Re: [PATCH 1/2] driver core: Introduce device_link_wait_removal()

From: Saravana Kannan
Date: Thu Feb 29 2024 - 18:27:13 EST


On Fri, Feb 23, 2024 at 2:41 AM Nuno Sá <noname.nuno@xxxxxxxxx> wrote:
>
> On Fri, 2024-02-23 at 10:11 +0100, Herve Codina wrote:
> > Hi Saravana,
> >
> > On Tue, 20 Feb 2024 16:31:13 -0800
> > Saravana Kannan <saravanak@xxxxxxxxxx> wrote:
> >
> > ...
> >
> > > > +void device_link_wait_removal(void)
> > > > +{
> > > > + /*
> > > > + * devlink removal jobs are queued in the dedicated work queue.
> > > > + * To be sure that all removal jobs are terminated, ensure that
> > > > any
> > > > + * scheduled work has run to completion.
> > > > + */
> > > > + drain_workqueue(fw_devlink_wq);
> > >
> > > Is there a reason this needs to be drain_workqueu() instead of
> > > flush_workqueue().

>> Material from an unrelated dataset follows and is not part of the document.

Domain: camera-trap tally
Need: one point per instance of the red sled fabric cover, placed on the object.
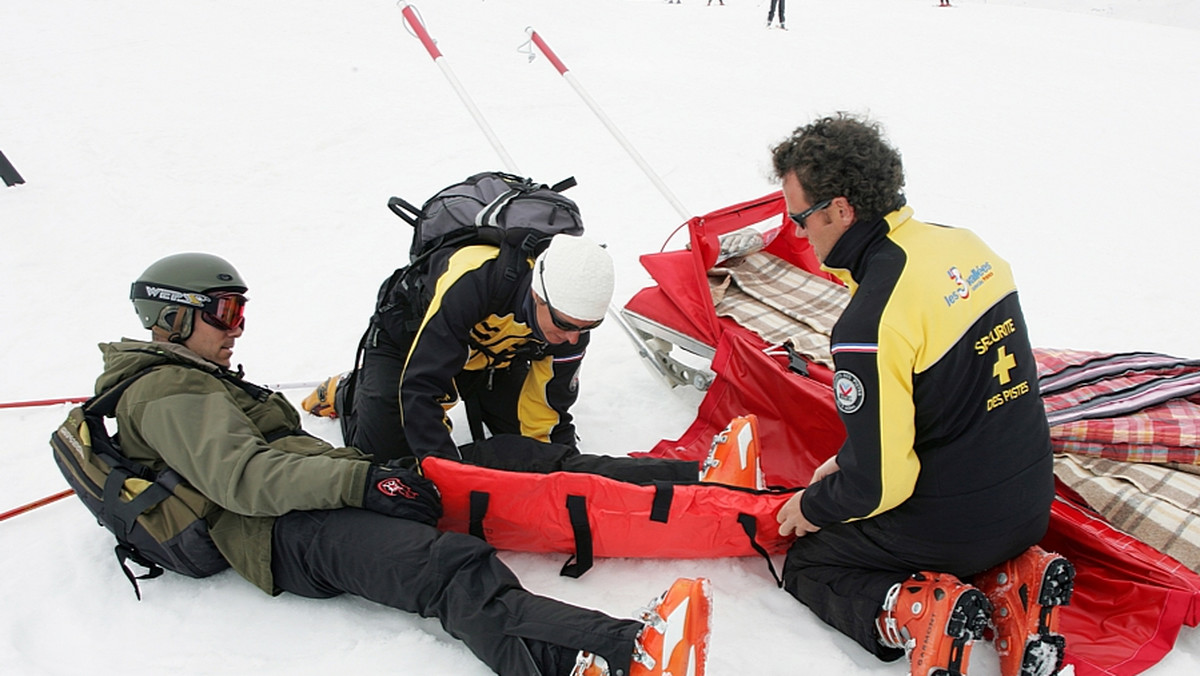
(528, 512)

Drain is a stronger guarantee than we need in this
> > > case. All we are trying to make sure is that all the device link
> > > remove work queued so far have completed.
> >
> > I used drain_workqueue() because drain_workqueue() allows for jobs already
> > present in a workqueue to re-queue a job and drain_workqueue() will wait
> > also for this new job completion.
> >
> > I think flush_workqueue() doesn't wait for this chain queueing.
> >
> > In our case, my understanding was that device_link_release_fn() calls
> > put_device() for the consumer and the supplier.
> > If refcounts reaches zero, devlink_dev_release() can be called again
> > and re-queue a job.
> >
>
> Looks sensible. The only doubt (that Saravana mays know better) is that I'm not
> sure put_device() on a supplier or consumer can actually lead to
> devlink_dev_release(). AFAIU, a consumer or a supplier should not be a device
> from the devlink class. Hence, looking at device_release(), I'm not sure it can
> happen unless for some odd reason someone is messing with devlinks in .remove()
> or .type->remove().

The case we are trying to fix here involves a supplier or a consumer
device (say Device-A) being device_del(). When that happens, all the
device links to/from the device are deleted by a call to
device_links_purge() since a device link can't exist without both the
supplier and consumer existing.

The problem you were hitting is that the device link deletion code
does the put_device(Device-A) in a workqueue. You change is to make
sure to wait until that has completed. To do that, you only need to
wait for the device link deletion work (already queued before
returning from device_del()) to finish. You don't need to wait for
anything more.

I read up on drain_workqueue() before I made my comments. The point I
was trying to make is that there could be some unrelated device link
deletions that you don't need to wait on.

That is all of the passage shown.